Voir: http://lyon.catholique.fr/?Declaration-conciliaire-Nostra

Vade Retro Subiective a dit…

Jean-Pierre Proulx devrait aussi considérer un texte ultérieur du cardinal Ratzinger (je suis sûr qu'il connaît le personnage) : Dominus Jesus qui justement insiste sur le fait que l'Église catholique détient la VÉRITÉ...

http://www.vatican.va/roman_curia/congregations/cfaith/documents/rc_con_cfaith_doc_20000806_dominus-iesus_fr.html

SUR L'UNICITÉ ET L'UNIVERSALITÉ SALVIFIQUE
DE JÉSUS-CHRIST ET DE L'ÉGLISE

eule la révélation de Jésus-Christ « fait donc entrer dans notre histoire une vérité universelle et ultime, qui incite l'esprit de l'homme à ne jamais s'arrêter ».12

6. Est donc contraire à la foi de l'Église la thèse qui soutient le caractère limité, incomplet et imparfait de la révélation de Jésus-Christ, qui compléterait la révélation présente dans les autres religions. La cause fondamentale de cette assertion est la persuasion que la vérité sur Dieu ne pourrait être ni saisie ni manifestée dans sa totalité et dans sa complétude par aucune religion historique, par le christianisme non plus par conséquent, et ni même par Jésus-Christ.

Etc. Etc.

Gérard Oury a dit…

JP Proulx,

Un élève demande à son prof jésuite pendant le cours ECR : « est-ce que Jésus est oui ou non le fils de Dieu, le seul sauveur, est-il mort pour la rémission des péchés ? »

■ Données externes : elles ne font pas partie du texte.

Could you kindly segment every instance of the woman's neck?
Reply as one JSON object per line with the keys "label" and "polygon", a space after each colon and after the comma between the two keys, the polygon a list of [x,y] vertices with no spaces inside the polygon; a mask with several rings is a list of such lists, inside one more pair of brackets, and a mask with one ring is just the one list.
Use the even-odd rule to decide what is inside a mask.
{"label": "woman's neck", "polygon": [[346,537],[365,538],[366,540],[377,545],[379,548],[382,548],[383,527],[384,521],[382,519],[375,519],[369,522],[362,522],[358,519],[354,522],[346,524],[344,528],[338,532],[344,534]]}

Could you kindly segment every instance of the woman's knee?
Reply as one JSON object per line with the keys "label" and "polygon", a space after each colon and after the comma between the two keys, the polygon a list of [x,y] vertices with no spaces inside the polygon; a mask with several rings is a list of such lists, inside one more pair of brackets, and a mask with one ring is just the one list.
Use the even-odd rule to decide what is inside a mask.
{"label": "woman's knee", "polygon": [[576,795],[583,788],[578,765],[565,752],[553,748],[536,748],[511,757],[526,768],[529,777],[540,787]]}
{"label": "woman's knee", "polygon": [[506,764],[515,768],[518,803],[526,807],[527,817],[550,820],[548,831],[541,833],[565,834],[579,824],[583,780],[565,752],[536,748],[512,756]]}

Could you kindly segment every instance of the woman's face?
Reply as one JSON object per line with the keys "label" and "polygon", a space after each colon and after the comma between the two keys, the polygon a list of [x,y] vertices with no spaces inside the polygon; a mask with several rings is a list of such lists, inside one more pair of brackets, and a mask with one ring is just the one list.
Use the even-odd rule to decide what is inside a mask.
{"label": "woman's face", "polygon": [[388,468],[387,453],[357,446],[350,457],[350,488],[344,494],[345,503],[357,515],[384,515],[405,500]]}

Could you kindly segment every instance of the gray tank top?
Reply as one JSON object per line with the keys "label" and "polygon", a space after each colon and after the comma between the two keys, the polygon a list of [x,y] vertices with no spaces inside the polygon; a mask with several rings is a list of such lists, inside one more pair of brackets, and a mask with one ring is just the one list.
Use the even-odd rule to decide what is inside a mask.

Est-ce que vous prétendez que le prof doit dire « certains disent cela, d'autres le ne croient pas, vous savez les catholiques ne possèdent pas la vérité à ce sujet, les bouddhistes et les athées ont beaucoup à leur apporter sur la rédemption et la nature de Dieu ? »

Vous voulez rire ?

Richard Bastien a dit…

Jean-Pierre Proulx affirme que, depuis le Concile Vatican II, l'Église catholique "a dépassé la perspective de 'nous' qui possédons LA VÉRITÉ, et 'des autres' qui sont dans l'erreur." S'il croit que cette interprétation du Concile est la bonne, il n'a aucune raison de s'opposer à ce que l'école Loyola donner le cours ECR selon une pédagogie proprement catholique. Alors pourquoi lui refuse-t-elle l'exemption qu'elle demande? Bref, si le magistère post-Vatican II est aussi souple que le prétend Jean-Pierre Proulx, Loyola a doublement raison de demander une exemption. Au demeurant, la notion de vérité (sans laquelle il n'y a plus de loi naturelle), la distinction du vrai et faux, celle du bien et du mal sont toujours reconnues valables par l'Église post-conciliaire et ne s'opposent nullement à la tolérance et à l'ouverture d'esprit.
Richard Bastien

ecolemaison a dit…

Ajoutons à cela que cette offensive contre l'Eglise est mondiale...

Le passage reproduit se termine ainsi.